We are approaching the end of year two of the Sustainable Development Goals (SDG). In September 2015, global leaders from 193 countries set a 15-year deadline – by the year 2030 – to reach the SDGs. Many leaders are now asking what we have accomplished in these first two years in areas of financing, data to measure progress, and actual evidence of implementation. In many countries, local governments deliver most of the services that actually change the lives of people (e.g., education, health care, water and sanitation, infrastructure, etc.). Therefore, it is important to look to local development partners and planning departments to see what is happening on the ground so we can assess the prospects for success in reaching the SDGs.
This 90-minute event will highlight the perspective of partners working to achieve success at the local level, including local and regional government, businesses, CSOs, and academia. The first 30 minutes will showcase Colombia’s efforts to integrate SDG targets into the National Development Plan and Peace Agreement, as well as to meet their international commitments (including the Paris Climate Agreement, OECD Accession, SDGs). The second portion (60 minutes) will highlight country perspectives from various regions around the world, along with global leaders who are deeply involved in SDG implementation efforts.
This event will highlight how countries are implementing the Sustainable Development Goals at the local level. A delegation from Colombia will discuss their efforts to integrate SDG targets into their National Development Plan and Peace Agreement, as well as to meet their international commitments (including the Paris Climate Agreement, OECD Accession, SDGs). A panel of national and global leaders will then highlight perspectives from various regions. The event will also feature World Bank Group efforts to help our client countries apply local solutions to address global challenges, including in areas related to urban, rural, social development, resilience, governance, and research and data.
One of the lessons from the Millennium Development Goals (MDGs) was that local governments often lacked the capacity to deliver results in communities, districts, and regions. Services often didn’t reach targeted populations largely because the skills and resources weren’t there where they were needed. Last year, the United Nations Development Programme and the World Bank Group released a joint report entitled “Transitioning from the MDGs to the SDGs” which revealed these shortcomings and suggested ways to move forward as we try to implement the Sustainable Development Goals. Strong engagement with local communities and stakeholders (government, businesses, aid agencies, and multilateral banks, and citizens) is required to remove bottlenecks that impede implementation, the report said. Partners must be flexible, share knowledge, focus on measurable results, and recognize that the various targets are interrelated (e.g., educating girls improves health outcomes for women and children).

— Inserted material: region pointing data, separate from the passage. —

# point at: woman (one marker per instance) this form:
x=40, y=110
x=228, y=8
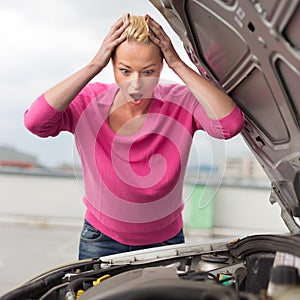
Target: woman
x=133, y=136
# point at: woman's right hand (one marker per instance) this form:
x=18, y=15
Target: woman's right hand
x=114, y=38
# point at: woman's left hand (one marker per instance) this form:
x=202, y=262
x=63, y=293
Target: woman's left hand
x=161, y=39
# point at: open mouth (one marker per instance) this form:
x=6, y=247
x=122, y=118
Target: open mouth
x=136, y=96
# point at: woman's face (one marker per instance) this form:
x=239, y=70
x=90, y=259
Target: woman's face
x=137, y=69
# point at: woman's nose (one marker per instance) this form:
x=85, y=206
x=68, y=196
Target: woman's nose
x=136, y=81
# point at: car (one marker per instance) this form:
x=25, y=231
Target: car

Local governments must also find a way to pay for needed reforms, infrastructure, and services that lead to real changes in people’s lives. The World Bank Group’s book “Municipal Finances : A Handbook for Local Governments” notes that when responsibilities are transferred from central to local governments, it is often not accompanied with an adequate transfer of resources. Local government needs to improve its skills -- and quickly -- in areas such as expenditure control, increasing local revenue, raising external funds responsibly, achieving creditworthiness, and adopting good borrowing practices. Given the financing gaps in implementing the SDGs, much more involvement from the private sector is required, with businesses seeking “triple-bottom-line” returns on their investments (social, environmental, financial).